### Definition

In probability, two events which constitute the total sample space of the experiment are called complementary events. In other words, the combined list of favorable outcomes for both the events equals the sample space of the experiment. For example, on tossing a coin, the sample space is {heads, tails}. The two events P(heads) and P(tails) constitute the sample space of the experiment. Thus they are complementary events.

### Notation

If A is an event, then its complement is denoted by A' or "not A". In the above example, the complement of "heads" is "not heads".

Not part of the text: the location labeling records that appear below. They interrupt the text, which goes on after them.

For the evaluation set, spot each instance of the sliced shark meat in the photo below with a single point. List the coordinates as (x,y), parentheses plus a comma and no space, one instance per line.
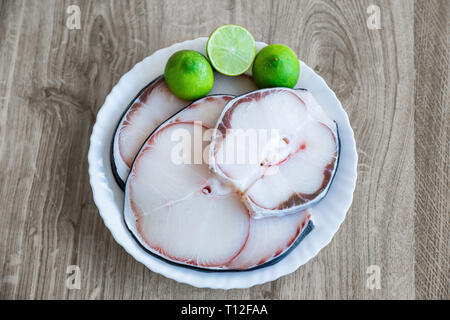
(154,105)
(269,238)
(180,210)
(187,214)
(290,150)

### Sum of probabilities of complementary events is 1

Since the complementary events together constitute the sample space, thus we can conclude that if one event does not occur, its complement will definitely occur. In other words, either one of the events will definitely occur. Thus the probability of occurring of either one of the events is 1.

Hence, the sum of probabilities of complementary events is 1.

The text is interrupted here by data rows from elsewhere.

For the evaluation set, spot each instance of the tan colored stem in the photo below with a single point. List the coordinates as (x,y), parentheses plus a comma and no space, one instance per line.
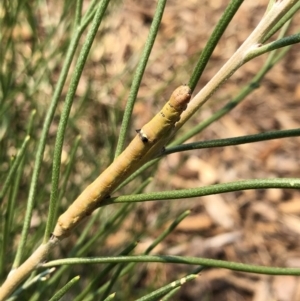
(17,276)
(145,145)
(239,58)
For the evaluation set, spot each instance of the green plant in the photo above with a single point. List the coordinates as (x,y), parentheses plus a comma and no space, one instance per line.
(36,72)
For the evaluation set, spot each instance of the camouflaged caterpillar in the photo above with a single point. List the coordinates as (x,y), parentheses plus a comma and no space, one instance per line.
(141,149)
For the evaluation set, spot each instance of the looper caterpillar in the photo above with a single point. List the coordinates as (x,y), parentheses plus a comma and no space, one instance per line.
(146,144)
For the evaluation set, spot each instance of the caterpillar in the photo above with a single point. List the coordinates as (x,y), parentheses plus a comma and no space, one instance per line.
(145,145)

Thus, if we know the probability P(A) of an event A, we can calculate the probability of its complement by using the equation`P(A) + P(A') = 1`

`P(A') = 1 - P(A)`For example, we know that the probability of getting 1 on a number cube is `1/6`. Then the probability of getting any of the other five numbers (2 to 6) on a number cube is a the compliment of the above event since it is the same as the probability of not getting 1. Thus

`P(2 " to " 6) = 1 - P(1) = 1 - 1/6 = 5/6`.

### Examples

On tossing a coin, the probability of getting heads is`P("heads") = 1/2`and the probability of getting tails is

`P("tails") = 1/2`The sum of their probabilities is

`P("heads") + P("tails") = 1`Thus the two events "getting heads" and "getting tails" are complementary events.

Similarly, on rolling a number cube, the probability of getting 1 is

`P(1) = 1/6`The probability of not getting 1 is

`P(1') = 1 - 1/6 = 5/6`Thus, getting 1 and not getting1 on rolling a number cube are two complementary events.

### Complementary events are always Mutually Exclusive

As we know from this post, mutually exclusive events are those events which can not occur together. Complementary events are always mutually exclusive, that is, they can not occur together. For example, on tossing a coin, the result can be either heads or tails, but not both.